It's not "every" human brain. It's just "most" human brains.
Be that as it may, you might consider asking Gemini such a question. Of course, answers from AI aren't guaranteed to be accurate, but answers from random posters on Slashdot come with even less of a guarantee.
But here, let me save you the effort by posting Gemini's reply:
While researchers are still isolating the exact chemical compound inside Lanmaoa asiatica—which is unique and unrelated to classical psilocybin "magic mushrooms"—neuroscience and psychiatry offer a fascinating framework for why a chemical can cause such a highly specific, repeatable flaw in human perception.
1. The Disruption of "Size Constancy"
To understand why the people are tiny, we look at a neurological concept called size constancy. Your brain continuously performs complex mathematics to ensure that when a friend walks away from you, you perceive them as moving further away, rather than physically shrinking—even though the actual image hitting your retina is getting smaller. This relies on a highly calibrated feedback loop between the primary visual cortex (V1), which processes raw shapes, and the visual association cortices, which interpret depth, distance, and context. When a toxin disrupts this communication channel, it causes a specific sensory distortion called micropsia. If the brain tries to project an object or a memory into the visual field while the size-constancy machinery is offline, the object defaults to a drastically scaled-down size (often measured at exactly 1 to 2 centimeters by patients).

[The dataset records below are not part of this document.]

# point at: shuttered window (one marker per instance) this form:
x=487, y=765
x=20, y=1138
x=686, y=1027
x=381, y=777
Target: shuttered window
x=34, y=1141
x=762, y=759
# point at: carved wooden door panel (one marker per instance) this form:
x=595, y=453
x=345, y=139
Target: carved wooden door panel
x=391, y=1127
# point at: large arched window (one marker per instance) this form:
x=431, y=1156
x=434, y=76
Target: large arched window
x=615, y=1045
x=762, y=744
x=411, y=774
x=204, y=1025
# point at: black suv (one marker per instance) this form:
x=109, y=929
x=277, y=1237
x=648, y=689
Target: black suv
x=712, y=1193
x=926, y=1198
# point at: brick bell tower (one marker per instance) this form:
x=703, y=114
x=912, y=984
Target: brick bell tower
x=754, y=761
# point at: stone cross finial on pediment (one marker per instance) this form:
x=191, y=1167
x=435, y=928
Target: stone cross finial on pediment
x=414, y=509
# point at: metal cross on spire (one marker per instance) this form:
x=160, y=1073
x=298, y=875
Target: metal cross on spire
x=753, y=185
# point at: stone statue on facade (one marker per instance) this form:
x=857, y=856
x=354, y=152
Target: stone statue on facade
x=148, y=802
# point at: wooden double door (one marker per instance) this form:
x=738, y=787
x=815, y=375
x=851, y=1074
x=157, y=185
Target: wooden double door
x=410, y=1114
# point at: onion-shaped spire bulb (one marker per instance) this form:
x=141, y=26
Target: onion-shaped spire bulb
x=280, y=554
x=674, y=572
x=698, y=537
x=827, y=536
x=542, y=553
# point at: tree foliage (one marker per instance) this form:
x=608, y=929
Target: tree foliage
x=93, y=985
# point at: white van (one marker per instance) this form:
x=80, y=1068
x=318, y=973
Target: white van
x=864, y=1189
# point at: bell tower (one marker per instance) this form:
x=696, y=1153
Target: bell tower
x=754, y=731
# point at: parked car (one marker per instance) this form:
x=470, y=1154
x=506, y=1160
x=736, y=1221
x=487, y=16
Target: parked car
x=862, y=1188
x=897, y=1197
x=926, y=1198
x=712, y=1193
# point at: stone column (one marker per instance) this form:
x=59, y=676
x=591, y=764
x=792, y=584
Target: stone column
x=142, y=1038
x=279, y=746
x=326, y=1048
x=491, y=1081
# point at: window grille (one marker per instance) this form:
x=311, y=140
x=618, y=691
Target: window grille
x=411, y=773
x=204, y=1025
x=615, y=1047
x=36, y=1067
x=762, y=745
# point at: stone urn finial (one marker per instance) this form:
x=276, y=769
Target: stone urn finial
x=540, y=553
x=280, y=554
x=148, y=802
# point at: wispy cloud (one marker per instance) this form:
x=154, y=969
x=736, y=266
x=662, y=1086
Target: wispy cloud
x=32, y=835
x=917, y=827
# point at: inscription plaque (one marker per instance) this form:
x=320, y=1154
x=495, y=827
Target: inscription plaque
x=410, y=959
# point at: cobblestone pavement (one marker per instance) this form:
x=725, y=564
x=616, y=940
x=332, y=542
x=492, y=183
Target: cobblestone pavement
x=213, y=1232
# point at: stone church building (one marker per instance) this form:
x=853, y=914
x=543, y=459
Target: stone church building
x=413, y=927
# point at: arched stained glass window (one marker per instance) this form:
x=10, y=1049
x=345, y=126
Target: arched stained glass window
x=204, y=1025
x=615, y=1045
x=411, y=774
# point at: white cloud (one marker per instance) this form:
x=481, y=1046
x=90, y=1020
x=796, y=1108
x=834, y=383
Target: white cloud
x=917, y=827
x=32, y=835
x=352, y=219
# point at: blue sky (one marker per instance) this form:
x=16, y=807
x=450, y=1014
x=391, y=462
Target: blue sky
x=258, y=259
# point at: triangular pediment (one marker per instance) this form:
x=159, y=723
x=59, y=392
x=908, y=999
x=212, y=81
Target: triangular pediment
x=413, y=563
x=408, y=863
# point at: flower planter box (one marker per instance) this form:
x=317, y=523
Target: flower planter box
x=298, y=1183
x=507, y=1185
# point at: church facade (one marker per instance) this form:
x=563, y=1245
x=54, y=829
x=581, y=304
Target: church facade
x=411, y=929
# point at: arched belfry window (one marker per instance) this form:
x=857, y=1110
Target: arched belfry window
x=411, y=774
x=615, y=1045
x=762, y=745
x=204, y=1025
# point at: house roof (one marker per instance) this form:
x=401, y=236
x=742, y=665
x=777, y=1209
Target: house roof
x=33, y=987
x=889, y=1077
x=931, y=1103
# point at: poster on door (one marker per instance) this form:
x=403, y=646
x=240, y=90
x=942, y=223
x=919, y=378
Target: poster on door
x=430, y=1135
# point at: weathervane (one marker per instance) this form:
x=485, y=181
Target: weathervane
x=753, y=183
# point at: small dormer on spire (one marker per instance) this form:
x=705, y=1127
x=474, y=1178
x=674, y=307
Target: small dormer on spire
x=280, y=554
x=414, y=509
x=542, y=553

2. The Brain's "Pareidolia" and Object-Recognition Hardware
Why does the brain specifically manufacture human figures instead of just shrinking the existing room? Human brains possess hyper-specialized, dedicated neural architecture designed to recognize faces and bodies, primarily located in the fusiform face area (FFA) and the extrastriate body area (EBA). This hardware is so sensitive that it causes pareidolia—making us see faces in electrical outlets or burnt toast. When a psychoactive compound overstimulates or uncouples these specific regions, the visual system begins firing "spontaneously." Because these circuits are hardwired exclusively to process human attributes, the hallucination cannot be an abstract geometric pattern. The brain is forced to piece together the chaotic neural static using its strongest, most deeply ingrained template: the human form.
3. The "Release Phenomenon" (Deafferentation)
Lilliputian hallucinations are not exclusive to mushrooms; they are also the hallmark of Charles Bonnet Syndrome (where people losing their eyesight see tiny people) and certain stages of Parkinson’s disease. The leading neurological theory for both is the release phenomenon: Under normal conditions, a steady stream of real-world data from your eyes acts as an "inhibitory" brake, keeping your visual association cortices from running wild. If a toxin suddenly blocks or alters this sensory input, the brain's internal dream-generation software is "released" from its brakes. Left to its own devices, the visual cortex starts pulling random information from memory and projecting it into the physical room. Because the interactive physics engine of the brain is still online, 97% of these hallucinations interact realistically with the environment—marching across actual tables or ducking under tablecloths.
The Neuro-Chemical Frontier: Classical psychedelics like psilocybin primarily bind to serotonin $5\text{-HT}_{2\text{A}}$ receptors, causing geometric distortions and emotional shifts. Because Lanmaoa asiatica causes a clinical syndrome completely distinct from a typical psilocybin trip, scientists believe its active compound targets entirely different pathways—likely involving acetylcholine or gabaergic networks, which directly control attention, reality-monitoring, and visual gating.